Bazı yönlerinden dolayı daha keyifli bir oyun olan Unbound oynayışında envanter bulmacalarından kaçınarak, yerine konuşmalar içerisinde ki zorluklara odaklamakta ve ipuçları toplamayı vurgulamakta. İlk oyunun aksine Joey’nin de kontrolüne sahip olduğumuz oyunda, Lauren ve Joey’nin birbirinden farklı yeteneklerini bulmacalarda birleştirerek, çözümler üretmekteyiz. Joey Mallone’nun oyuna entregre olması dinamiği arttırmakta.
Ancak ilk oyundaki defter sistemi Unbound’da oldukça indirgenmiş durumda. Defter artık diyalog konularını listeleyen bir araç. Çoğu ipucu artık deftere yazılmamakta. Oyunun eksi tarafı olarak görebileceğimiz detaylardan biri. Oyuncunun kendi başına hatırlaması gereken çok fazla ipucu olması bulmacalarda zorlayıcı olabilmekte. Ancak iki dava içerisinde bağımsız şekilde araştırma yapabilme özgürlüğü rahatlatıcı. Blackwell Unbound, grafik açısından seriyi bir adım geriye atmakta. Konuşmalar içerisinde karakterlerin yakın çekimi kaldırılmış ve pikselleşme ise gereğinden fazla.

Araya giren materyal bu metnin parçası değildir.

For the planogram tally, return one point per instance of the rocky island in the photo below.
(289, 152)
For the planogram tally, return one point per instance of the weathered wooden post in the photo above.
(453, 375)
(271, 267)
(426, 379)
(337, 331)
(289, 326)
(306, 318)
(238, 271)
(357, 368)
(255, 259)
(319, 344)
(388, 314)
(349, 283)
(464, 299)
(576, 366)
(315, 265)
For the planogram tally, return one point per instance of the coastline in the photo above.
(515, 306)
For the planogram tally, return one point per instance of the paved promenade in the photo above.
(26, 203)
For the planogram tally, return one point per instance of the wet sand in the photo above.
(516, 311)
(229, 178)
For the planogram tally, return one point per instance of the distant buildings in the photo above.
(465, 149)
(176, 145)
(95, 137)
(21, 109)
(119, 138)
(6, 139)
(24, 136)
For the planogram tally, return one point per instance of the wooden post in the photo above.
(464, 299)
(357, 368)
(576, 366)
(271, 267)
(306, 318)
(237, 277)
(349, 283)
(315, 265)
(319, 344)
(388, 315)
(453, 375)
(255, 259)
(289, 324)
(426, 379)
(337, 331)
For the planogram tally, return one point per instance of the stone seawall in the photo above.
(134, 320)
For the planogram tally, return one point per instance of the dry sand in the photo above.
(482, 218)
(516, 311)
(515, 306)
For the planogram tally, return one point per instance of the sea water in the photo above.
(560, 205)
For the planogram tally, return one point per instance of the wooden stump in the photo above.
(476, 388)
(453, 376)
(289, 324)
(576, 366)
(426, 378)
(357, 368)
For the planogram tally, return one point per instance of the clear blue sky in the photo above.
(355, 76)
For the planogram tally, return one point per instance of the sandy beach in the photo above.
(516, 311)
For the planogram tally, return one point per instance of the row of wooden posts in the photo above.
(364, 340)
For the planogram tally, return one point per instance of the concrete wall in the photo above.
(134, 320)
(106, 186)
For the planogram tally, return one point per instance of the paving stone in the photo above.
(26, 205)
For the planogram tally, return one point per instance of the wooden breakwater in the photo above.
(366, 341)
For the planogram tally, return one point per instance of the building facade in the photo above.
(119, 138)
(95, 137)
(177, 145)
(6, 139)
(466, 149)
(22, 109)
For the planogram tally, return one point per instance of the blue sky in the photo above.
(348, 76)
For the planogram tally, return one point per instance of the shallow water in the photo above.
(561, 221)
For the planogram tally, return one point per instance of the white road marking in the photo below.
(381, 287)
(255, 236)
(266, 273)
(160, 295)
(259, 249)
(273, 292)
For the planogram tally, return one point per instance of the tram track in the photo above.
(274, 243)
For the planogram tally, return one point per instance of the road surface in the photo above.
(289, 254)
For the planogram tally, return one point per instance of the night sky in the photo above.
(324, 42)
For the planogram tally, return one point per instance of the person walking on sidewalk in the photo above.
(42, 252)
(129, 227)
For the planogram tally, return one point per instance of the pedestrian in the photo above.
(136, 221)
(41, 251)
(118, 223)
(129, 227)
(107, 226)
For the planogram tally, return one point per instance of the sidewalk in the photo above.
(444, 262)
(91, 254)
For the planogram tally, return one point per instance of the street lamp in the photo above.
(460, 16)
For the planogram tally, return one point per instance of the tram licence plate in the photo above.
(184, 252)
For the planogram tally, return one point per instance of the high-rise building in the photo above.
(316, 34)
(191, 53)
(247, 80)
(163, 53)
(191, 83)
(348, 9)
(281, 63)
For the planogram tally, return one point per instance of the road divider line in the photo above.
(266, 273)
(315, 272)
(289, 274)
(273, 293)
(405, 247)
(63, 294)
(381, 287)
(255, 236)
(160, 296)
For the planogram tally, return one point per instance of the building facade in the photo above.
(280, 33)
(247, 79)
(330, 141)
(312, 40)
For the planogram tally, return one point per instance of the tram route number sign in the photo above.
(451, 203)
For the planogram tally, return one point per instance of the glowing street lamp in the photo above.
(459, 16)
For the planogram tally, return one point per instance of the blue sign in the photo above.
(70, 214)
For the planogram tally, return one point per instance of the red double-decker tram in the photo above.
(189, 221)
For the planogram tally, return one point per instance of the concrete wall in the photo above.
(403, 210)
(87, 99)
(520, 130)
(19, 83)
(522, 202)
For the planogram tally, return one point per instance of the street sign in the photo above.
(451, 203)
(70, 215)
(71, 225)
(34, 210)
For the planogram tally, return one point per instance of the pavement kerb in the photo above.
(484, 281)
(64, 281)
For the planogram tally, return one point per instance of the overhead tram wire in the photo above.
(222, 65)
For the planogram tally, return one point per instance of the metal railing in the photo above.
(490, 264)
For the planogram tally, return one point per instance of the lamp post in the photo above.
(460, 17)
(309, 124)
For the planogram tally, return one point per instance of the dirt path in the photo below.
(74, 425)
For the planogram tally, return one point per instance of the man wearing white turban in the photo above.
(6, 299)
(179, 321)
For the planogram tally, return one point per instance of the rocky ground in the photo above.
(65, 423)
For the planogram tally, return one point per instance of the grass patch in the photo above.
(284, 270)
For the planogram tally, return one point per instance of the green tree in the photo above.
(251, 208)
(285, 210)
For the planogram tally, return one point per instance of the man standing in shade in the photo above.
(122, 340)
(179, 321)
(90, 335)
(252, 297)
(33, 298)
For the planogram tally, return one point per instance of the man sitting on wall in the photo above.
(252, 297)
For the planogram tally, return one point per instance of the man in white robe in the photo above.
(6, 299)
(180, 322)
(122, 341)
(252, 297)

The Blackwell Convergence (2009)
Blackwell Convergence ilk oyundan altı ay sonrasında geçmekte, medyum Rosangela Blackwell ve hayalet Joey Mallone kendilerini hayaletlerin izini sürmeye adamış ve onları diğer tarafa geçmeleri konusunda, kelimenin tam anlamıyla ışığa doğru ilerlemelerine yardımcı olmak için çaba sarf etmektedirler.
Serinin üçüncü oyunu The Blackwell Convergence envanter sistemini önceki oyunlara göre geliştirmiş durumda. Seride ilk kez öğelerin kullanılabilirliğine değinmemek olmaz. İlk iki oyunda olduğu gibi, oyun boyunca keşfedilenleri ve ipuçlarını içeren bir defter var. Önceki oyunlarda bulmacaları çözmek için defterin içerisindeki bağlantıları birleştirmek gerekiyordu. Convergence’te bu durum tamamen kaldırılmış ve defteri sadece basit bir not listesi olarak görmekteyiz. Convergence, grafiksel açıdan muhteşem. Animasyonlu yakın çekimler, mekanlar dikkat çekiciliği ve ayrıca ses efektleri konuşunda güçlü bir girişim var.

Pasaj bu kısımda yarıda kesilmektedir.